I hated having to repeatedly call former state Sen. Lowell Barron’s hospital room, attempting to get the status on his recovery from a tractor accident that broke his neck – although I must note he was extremely nice about it, and that probably doesn’t really qualify.

I hate controversy. I’d be perfectly happy writing about features about female firefighters in Henegar, a local woman who committed the ‘26 Acts of Kindness’ campaign following Sandy Hook.

I want to write about Rainsville Technology Inc. employees participating in 5K races and new nonprofits opening to help local cancer patients.
But in this business, we are here to inform the public. And to give both sides a chance to tell their story.

Do I enjoy busting up city council meetings with unpleasant questions? Of course not, although I’m sure many people will feel that way right. I would much rather report on the good things a city is doing. It’s difficult to repeatedly ask the hard questions.

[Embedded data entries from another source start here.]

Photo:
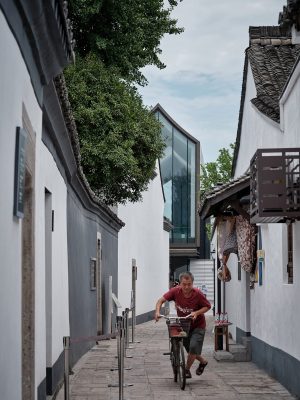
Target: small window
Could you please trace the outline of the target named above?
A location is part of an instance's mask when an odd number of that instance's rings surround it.
[[[96,288],[97,288],[97,260],[96,260],[96,258],[91,258],[91,260],[90,260],[90,284],[91,284],[91,290],[96,290]]]
[[[288,283],[293,283],[293,224],[287,224],[287,250]]]

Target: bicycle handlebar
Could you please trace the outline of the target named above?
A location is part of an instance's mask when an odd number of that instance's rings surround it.
[[[163,314],[159,314],[159,318],[164,318],[164,319],[171,320],[171,319],[189,319],[189,318],[193,318],[193,317],[191,316],[191,314],[186,315],[185,317],[178,317],[177,315],[166,316],[166,315],[163,315]]]

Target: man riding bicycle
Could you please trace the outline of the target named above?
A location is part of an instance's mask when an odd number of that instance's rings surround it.
[[[204,314],[211,308],[201,290],[193,287],[194,276],[191,272],[182,272],[179,275],[179,285],[171,288],[158,299],[155,307],[155,320],[160,318],[160,308],[166,301],[174,301],[179,317],[188,315],[193,318],[189,336],[183,339],[183,344],[188,352],[185,376],[191,378],[190,368],[197,359],[200,364],[196,374],[201,375],[207,365],[207,360],[201,356],[205,336],[206,321]]]

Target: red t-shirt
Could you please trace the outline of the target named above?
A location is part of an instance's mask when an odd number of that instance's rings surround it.
[[[210,302],[207,300],[201,290],[197,288],[192,289],[190,297],[184,297],[181,287],[176,286],[165,293],[163,297],[167,301],[175,301],[175,307],[177,310],[177,315],[179,317],[185,317],[189,315],[192,311],[198,311],[202,307],[211,308]],[[205,316],[204,314],[201,314],[196,318],[195,321],[193,321],[191,329],[205,329],[205,327]]]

But it has to be done. Absolutely. It is impossible to write only the good, and when stories come along, the other party – whoever he or she happens to be – must be given the chance to comment. We as journalists must hold people – especially politicians – accountable. Whether or not I hate being the one to ask, and whether or not I’m shut down with the “no comment at this time” line.

In life, there will always be scandal, and because of this fact, I will occasionally catch a story that isn’t warm and fuzzy.

While I’m told I will eventually develop thick skin, there’s a part of me that hopes I won’t.

Because I never want to be someone who revels in controversy, who thrives off reporting the unpleasant.

Ganim can stick with her Pulitzer. I’ll stick with the acts of kindness.